GNOME Bugzilla – Bug 342614
Hang when using Python, ORBit, Bonobo, and AT-SPI
Last modified: 2006-08-18 10:40:49 UTC
I need some help trying to track down some random hangs in Orca. I've been trying to debug these by analyzing gdb traces and such. These have led little insight, except to say "yep, looks like someone's waiting to get a lock". I was lucky to catch an actual hang and was able to get a stack trace in the debugger. Here's a snippet:
+ Trace 68374
I'm curious if anyone might be able to lend some insight here - our users get very frustrated when the entire desktop hangs and goes silent. :-(
Created attachment 66014 [details] Standalone application that demonstrates the problem Run this application in an xterm. Start a gnome-terminal. Click on the file menu of the gnome-terminal and you will see the hang.
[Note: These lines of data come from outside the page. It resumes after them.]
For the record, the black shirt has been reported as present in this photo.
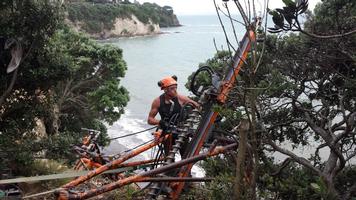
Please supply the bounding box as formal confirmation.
[158,94,182,122]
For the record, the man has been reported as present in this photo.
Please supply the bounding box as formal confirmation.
[147,75,199,156]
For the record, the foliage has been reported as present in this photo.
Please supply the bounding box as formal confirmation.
[0,0,63,53]
[307,0,355,34]
[268,0,309,33]
[257,1,355,198]
[66,2,179,34]
[48,27,129,126]
[0,0,129,172]
[258,161,323,200]
[201,157,235,199]
[189,0,356,199]
[0,0,64,171]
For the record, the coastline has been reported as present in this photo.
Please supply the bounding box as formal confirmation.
[94,27,183,41]
[72,24,182,40]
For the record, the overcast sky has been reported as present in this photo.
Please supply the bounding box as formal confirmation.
[137,0,321,15]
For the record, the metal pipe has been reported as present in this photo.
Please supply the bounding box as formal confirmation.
[62,134,169,188]
[57,143,237,200]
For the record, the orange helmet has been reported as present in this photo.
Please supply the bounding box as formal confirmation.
[158,75,177,90]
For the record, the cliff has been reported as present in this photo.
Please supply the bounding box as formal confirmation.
[68,15,161,39]
[66,2,180,39]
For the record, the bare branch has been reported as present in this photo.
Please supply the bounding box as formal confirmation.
[217,6,246,26]
[225,3,240,45]
[266,139,322,176]
[234,0,249,26]
[335,112,356,143]
[254,0,269,74]
[303,110,346,173]
[214,0,235,55]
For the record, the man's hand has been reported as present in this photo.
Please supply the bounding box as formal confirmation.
[153,131,162,141]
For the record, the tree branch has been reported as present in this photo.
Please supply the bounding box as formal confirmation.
[266,139,322,176]
[335,112,356,143]
[270,157,291,176]
[345,150,356,162]
[299,28,356,39]
[234,0,249,26]
[295,18,356,39]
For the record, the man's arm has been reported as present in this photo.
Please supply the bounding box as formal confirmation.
[178,95,200,109]
[148,98,160,125]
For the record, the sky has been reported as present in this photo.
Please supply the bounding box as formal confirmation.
[136,0,321,15]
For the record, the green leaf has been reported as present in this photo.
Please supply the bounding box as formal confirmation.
[272,11,285,28]
[282,0,295,7]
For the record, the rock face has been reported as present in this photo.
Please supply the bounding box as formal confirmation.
[110,15,161,37]
[66,2,181,39]
[69,15,161,39]
[159,14,180,27]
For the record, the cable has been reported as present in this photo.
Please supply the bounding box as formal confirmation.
[109,126,157,140]
[168,113,179,130]
[121,139,155,154]
[190,66,214,97]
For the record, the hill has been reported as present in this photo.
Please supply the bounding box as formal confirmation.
[66,1,180,39]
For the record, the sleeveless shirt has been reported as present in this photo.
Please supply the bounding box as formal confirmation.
[158,94,182,122]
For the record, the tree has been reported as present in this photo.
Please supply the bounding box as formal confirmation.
[189,0,356,199]
[260,0,356,198]
[0,0,65,171]
[0,0,129,172]
[48,27,129,133]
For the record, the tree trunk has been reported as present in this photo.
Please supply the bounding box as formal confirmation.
[247,85,259,200]
[234,119,250,199]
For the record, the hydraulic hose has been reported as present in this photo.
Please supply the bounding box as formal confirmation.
[190,66,214,97]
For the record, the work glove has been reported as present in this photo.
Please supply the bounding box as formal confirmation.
[159,120,169,131]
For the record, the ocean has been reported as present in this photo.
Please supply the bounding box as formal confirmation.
[100,15,244,176]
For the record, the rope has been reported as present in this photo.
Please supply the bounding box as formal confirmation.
[20,167,133,199]
[121,139,155,154]
[0,168,133,185]
[22,188,59,199]
[109,126,157,140]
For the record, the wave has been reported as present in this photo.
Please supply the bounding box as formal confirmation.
[106,110,154,158]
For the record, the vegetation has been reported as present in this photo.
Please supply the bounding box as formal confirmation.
[187,0,356,199]
[0,0,129,174]
[0,0,355,199]
[67,2,179,34]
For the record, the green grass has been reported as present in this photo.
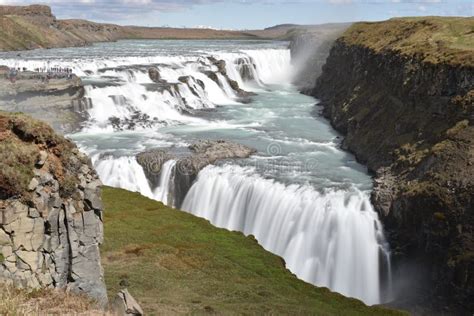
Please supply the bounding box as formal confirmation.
[101,187,405,315]
[342,17,474,66]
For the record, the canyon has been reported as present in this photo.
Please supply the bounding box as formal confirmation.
[0,4,472,315]
[301,17,473,314]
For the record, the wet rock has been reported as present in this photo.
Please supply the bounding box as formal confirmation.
[137,140,256,207]
[235,58,255,81]
[204,71,219,84]
[148,67,161,83]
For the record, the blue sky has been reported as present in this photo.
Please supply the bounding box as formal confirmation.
[0,0,472,29]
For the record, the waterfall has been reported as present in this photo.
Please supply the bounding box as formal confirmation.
[152,160,177,206]
[0,46,292,126]
[94,156,154,199]
[3,44,392,306]
[0,49,291,131]
[181,164,389,305]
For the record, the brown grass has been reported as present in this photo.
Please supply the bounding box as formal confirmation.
[0,283,106,315]
[0,111,83,199]
[342,17,474,66]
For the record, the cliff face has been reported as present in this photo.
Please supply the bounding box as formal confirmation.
[0,112,107,307]
[0,70,90,134]
[309,17,474,312]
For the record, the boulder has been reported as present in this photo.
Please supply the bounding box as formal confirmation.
[111,289,144,316]
[148,67,161,83]
[137,140,256,207]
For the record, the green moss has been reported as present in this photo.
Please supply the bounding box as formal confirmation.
[101,187,405,315]
[0,253,4,262]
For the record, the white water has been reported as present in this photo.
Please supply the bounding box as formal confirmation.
[0,40,390,306]
[94,156,154,198]
[182,165,384,305]
[152,160,177,205]
[0,48,290,131]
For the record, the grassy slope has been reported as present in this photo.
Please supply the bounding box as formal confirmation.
[341,17,474,66]
[101,187,404,315]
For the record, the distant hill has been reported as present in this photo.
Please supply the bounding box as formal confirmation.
[0,5,262,51]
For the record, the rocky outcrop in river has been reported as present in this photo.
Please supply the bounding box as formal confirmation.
[0,112,107,307]
[305,17,473,313]
[137,140,256,207]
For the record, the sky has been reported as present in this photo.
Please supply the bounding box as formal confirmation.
[0,0,472,29]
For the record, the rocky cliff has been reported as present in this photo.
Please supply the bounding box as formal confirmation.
[308,17,473,313]
[0,70,90,134]
[0,111,107,307]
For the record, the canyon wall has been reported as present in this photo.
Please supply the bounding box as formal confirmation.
[0,70,90,134]
[0,112,107,306]
[297,17,474,313]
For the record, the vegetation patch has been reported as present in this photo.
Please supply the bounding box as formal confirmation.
[341,17,474,66]
[0,111,83,200]
[101,187,405,315]
[0,283,101,315]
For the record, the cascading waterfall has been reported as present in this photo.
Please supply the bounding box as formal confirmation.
[181,165,388,305]
[0,49,291,131]
[1,42,391,306]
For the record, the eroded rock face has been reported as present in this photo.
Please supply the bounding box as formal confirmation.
[312,36,474,313]
[0,70,89,134]
[137,140,256,207]
[0,112,107,307]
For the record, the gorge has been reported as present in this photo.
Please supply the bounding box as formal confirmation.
[0,6,472,314]
[1,38,392,307]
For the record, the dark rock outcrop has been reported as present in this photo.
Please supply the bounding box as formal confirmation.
[137,140,256,207]
[203,59,256,102]
[235,58,256,81]
[310,19,473,313]
[148,67,161,83]
[0,112,107,307]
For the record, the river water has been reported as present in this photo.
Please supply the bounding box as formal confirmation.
[0,39,390,305]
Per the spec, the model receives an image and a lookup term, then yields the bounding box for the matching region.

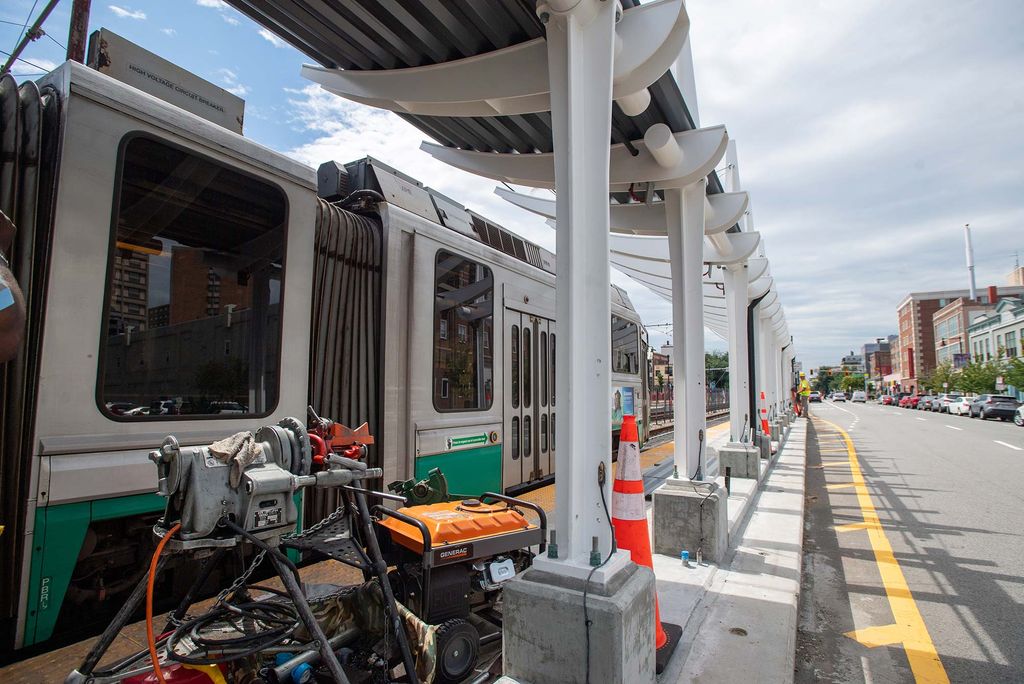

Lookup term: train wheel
[435,618,479,683]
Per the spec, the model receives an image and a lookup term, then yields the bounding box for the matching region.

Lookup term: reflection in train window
[99,135,287,419]
[540,331,548,407]
[511,325,520,409]
[612,315,640,374]
[524,415,532,457]
[511,416,520,459]
[523,327,531,409]
[433,251,494,411]
[551,333,555,406]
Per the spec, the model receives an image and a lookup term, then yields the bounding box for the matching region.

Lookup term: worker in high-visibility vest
[798,371,812,418]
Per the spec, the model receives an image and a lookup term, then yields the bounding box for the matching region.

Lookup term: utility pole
[67,0,93,64]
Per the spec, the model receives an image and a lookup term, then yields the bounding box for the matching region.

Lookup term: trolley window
[511,416,520,459]
[541,414,548,453]
[523,327,532,409]
[541,331,548,407]
[524,415,532,457]
[612,315,640,374]
[433,251,494,411]
[551,333,556,406]
[511,325,520,409]
[99,135,287,419]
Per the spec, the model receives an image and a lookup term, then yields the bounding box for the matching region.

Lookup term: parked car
[1015,405,1024,427]
[969,394,1022,420]
[933,393,963,413]
[898,395,912,408]
[918,396,934,410]
[851,390,867,403]
[880,395,895,405]
[809,391,822,403]
[209,401,248,414]
[948,397,972,416]
[833,392,847,402]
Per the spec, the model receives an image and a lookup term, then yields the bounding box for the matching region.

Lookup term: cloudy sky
[4,0,1023,367]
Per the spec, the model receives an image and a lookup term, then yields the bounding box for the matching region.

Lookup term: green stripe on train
[415,444,502,497]
[24,493,164,646]
[23,491,305,647]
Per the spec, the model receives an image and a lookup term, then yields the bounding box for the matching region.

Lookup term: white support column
[756,308,770,427]
[724,262,751,443]
[665,180,708,479]
[540,0,619,573]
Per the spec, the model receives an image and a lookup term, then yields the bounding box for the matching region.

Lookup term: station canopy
[226,0,769,337]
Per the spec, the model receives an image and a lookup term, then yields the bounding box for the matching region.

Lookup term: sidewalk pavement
[656,419,808,683]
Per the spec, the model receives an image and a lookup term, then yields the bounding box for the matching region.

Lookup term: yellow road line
[816,418,949,684]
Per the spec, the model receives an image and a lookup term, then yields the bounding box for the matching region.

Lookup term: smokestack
[964,223,977,301]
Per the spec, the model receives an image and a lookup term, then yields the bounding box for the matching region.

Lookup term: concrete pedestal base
[755,432,771,460]
[652,479,728,563]
[718,442,760,479]
[770,421,781,442]
[502,559,657,684]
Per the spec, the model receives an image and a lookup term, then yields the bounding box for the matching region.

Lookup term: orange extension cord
[146,522,181,684]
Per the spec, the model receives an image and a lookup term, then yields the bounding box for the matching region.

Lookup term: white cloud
[195,0,228,7]
[217,68,249,98]
[258,28,288,49]
[108,5,146,20]
[222,15,240,26]
[285,85,554,251]
[10,57,59,77]
[160,28,176,36]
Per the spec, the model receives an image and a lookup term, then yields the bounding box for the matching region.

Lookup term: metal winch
[149,417,380,548]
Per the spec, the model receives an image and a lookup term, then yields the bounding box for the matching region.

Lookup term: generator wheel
[434,618,479,683]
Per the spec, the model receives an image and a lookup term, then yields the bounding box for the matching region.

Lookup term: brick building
[896,285,1024,392]
[932,292,998,368]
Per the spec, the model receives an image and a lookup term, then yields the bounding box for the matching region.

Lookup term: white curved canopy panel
[495,187,748,237]
[300,0,689,118]
[608,232,760,266]
[421,125,727,191]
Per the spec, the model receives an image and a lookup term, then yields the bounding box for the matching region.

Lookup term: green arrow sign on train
[446,434,488,450]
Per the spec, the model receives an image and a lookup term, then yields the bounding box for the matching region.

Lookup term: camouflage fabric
[310,581,438,683]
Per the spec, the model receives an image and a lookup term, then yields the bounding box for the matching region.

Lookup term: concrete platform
[2,418,807,684]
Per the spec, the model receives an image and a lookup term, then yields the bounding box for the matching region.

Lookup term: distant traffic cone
[760,391,771,436]
[612,415,681,673]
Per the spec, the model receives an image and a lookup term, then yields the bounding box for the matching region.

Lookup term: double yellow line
[817,418,949,684]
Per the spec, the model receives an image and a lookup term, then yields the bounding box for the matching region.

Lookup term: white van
[851,391,867,403]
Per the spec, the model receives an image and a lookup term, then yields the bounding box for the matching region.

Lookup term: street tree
[958,359,1002,394]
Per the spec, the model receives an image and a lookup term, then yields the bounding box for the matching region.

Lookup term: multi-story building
[895,285,1024,393]
[108,248,149,336]
[932,292,997,368]
[840,351,866,374]
[862,336,895,388]
[967,296,1024,363]
[169,246,253,325]
[651,351,671,400]
[1008,266,1024,287]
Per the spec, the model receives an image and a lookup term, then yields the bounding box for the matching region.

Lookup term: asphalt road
[796,400,1024,684]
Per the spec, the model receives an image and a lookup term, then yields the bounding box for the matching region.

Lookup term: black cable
[583,468,617,684]
[0,47,49,72]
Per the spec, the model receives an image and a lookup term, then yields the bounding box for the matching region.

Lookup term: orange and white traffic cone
[612,415,681,673]
[760,391,771,436]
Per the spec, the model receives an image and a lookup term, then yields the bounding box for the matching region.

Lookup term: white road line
[916,417,926,421]
[945,425,962,431]
[994,440,1023,451]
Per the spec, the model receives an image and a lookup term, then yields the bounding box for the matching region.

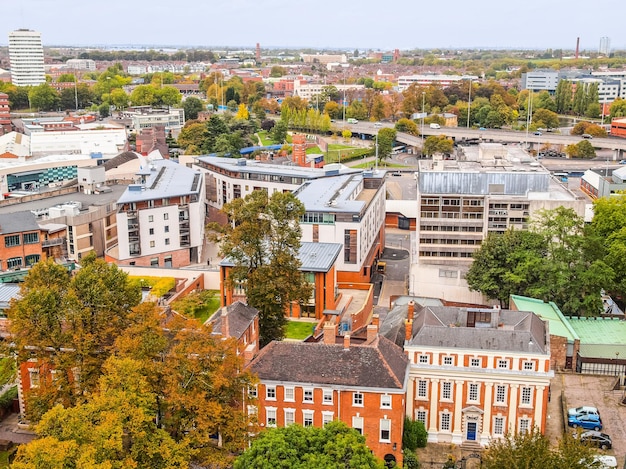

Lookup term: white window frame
[303,410,314,427]
[247,404,257,417]
[441,381,452,400]
[418,380,428,399]
[284,386,294,402]
[284,408,295,426]
[519,418,531,434]
[352,415,364,434]
[266,407,277,427]
[497,359,509,369]
[303,387,314,403]
[468,383,479,402]
[322,411,334,426]
[322,389,333,405]
[440,412,451,432]
[416,410,427,425]
[28,368,40,389]
[521,387,532,405]
[380,394,392,409]
[353,392,364,406]
[266,386,276,401]
[418,354,429,364]
[443,356,453,365]
[248,385,258,398]
[495,385,507,404]
[493,416,505,436]
[380,418,391,442]
[470,358,481,367]
[523,361,535,371]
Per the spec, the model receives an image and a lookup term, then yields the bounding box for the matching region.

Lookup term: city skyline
[2,0,626,52]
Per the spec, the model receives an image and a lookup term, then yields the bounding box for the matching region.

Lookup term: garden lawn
[285,320,315,340]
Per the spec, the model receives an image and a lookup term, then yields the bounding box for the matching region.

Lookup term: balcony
[42,237,66,247]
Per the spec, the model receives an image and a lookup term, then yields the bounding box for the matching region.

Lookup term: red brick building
[205,301,260,365]
[220,242,341,320]
[0,212,45,271]
[246,323,409,466]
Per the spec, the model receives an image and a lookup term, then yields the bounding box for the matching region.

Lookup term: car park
[568,414,602,431]
[568,406,600,418]
[574,430,612,450]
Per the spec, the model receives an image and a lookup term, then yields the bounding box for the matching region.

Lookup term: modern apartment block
[397,74,477,92]
[246,325,409,466]
[0,93,10,135]
[8,29,46,87]
[412,143,584,302]
[520,69,559,93]
[397,302,553,446]
[294,171,386,283]
[109,159,205,268]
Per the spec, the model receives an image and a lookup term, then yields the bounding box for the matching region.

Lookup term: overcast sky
[3,0,625,52]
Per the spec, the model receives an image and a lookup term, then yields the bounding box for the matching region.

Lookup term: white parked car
[568,406,599,418]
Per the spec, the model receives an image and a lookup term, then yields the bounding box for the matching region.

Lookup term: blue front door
[467,422,477,441]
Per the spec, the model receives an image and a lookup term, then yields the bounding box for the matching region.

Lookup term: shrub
[403,418,428,452]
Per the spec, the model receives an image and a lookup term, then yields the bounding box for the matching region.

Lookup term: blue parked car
[568,413,602,431]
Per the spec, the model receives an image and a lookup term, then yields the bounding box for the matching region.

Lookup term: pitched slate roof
[407,305,549,355]
[0,211,39,235]
[206,301,258,340]
[248,336,408,390]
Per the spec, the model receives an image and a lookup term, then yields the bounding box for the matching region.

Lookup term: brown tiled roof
[206,301,258,340]
[103,151,138,171]
[248,336,408,390]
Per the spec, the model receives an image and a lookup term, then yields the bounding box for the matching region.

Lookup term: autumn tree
[8,254,142,421]
[395,117,419,135]
[422,134,454,156]
[28,83,59,111]
[12,357,191,469]
[212,191,312,345]
[234,422,384,469]
[482,429,600,469]
[376,127,397,162]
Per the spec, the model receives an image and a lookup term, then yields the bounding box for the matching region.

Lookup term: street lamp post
[74,73,79,111]
[467,78,472,128]
[421,92,426,152]
[375,131,379,171]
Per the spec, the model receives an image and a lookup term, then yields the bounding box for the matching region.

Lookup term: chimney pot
[408,301,415,321]
[367,324,378,343]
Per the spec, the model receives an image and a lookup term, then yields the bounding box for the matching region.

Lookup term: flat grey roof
[117,159,201,203]
[295,174,366,213]
[221,241,342,273]
[0,185,127,215]
[195,155,362,179]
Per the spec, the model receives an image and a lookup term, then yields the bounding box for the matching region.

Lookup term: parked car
[575,430,612,450]
[583,455,618,468]
[534,131,543,136]
[568,406,600,418]
[581,133,593,139]
[568,414,602,431]
[619,160,626,164]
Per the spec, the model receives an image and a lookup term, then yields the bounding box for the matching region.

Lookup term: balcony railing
[42,237,66,247]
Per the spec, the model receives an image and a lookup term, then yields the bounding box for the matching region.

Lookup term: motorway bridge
[345,122,626,159]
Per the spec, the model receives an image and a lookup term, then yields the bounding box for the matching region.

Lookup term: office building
[8,29,46,87]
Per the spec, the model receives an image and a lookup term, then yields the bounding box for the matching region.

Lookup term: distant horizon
[1,41,620,55]
[4,0,625,53]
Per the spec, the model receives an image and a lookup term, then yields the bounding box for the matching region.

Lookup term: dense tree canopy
[211,191,312,345]
[467,207,613,315]
[482,429,601,469]
[8,254,142,421]
[234,421,384,469]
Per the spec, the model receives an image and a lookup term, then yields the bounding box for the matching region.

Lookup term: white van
[429,123,441,129]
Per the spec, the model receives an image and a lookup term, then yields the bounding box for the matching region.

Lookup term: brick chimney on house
[366,324,378,343]
[372,313,379,327]
[221,307,229,339]
[343,334,351,349]
[405,319,413,342]
[407,301,415,321]
[323,321,337,345]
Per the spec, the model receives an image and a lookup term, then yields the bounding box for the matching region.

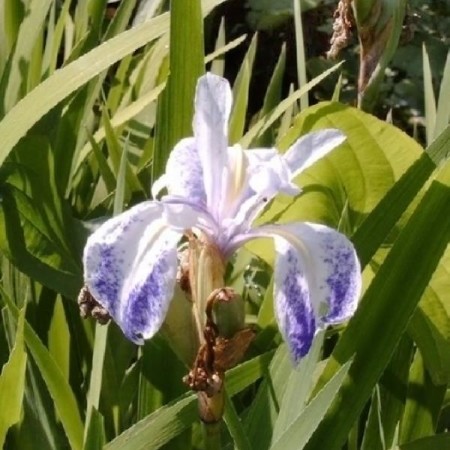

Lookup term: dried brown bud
[327,0,354,59]
[78,285,111,325]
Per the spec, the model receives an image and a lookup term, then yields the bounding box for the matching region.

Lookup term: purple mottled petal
[161,137,206,205]
[274,238,317,363]
[83,202,181,344]
[193,73,232,218]
[232,222,361,360]
[283,129,345,178]
[269,222,361,324]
Willie: You need to call gobject.threads_init() if you're going to use threads in an application which uses gobject or gtk. It should be called before doing any other gobject/gtk calls. PyORBit might not be aware of the so called ThreadState API present in Python 2.3 or newer (pygobject/pygtk uses it), it may need to be updated to take that into account, which shouldn't be too difficult to do.
Johan: Thanks! In the code, there are various calls: #gobject.threads_init() #gtk.gdk.threads_init() #gtk.gdk.threads_enter() bonobo.main() #gtk.gdk.threads_leave() I've tried various combinations of {gobject,gtk.gdk}.threads_init() and could not get rid of the hang. :-( I've also tried calling bonobo.activate() followed by gtk.main() instead of bonobo.main(), but that didn't seem to help, either. :-(
What is the pyorbit version? And python version?
Sorry about that: Python 2.4.3 libbonobo, libbonoboui, ORBit2, and pyorbit all from GNOME CVS HEAD Running on Ubuntu Dapper Drake.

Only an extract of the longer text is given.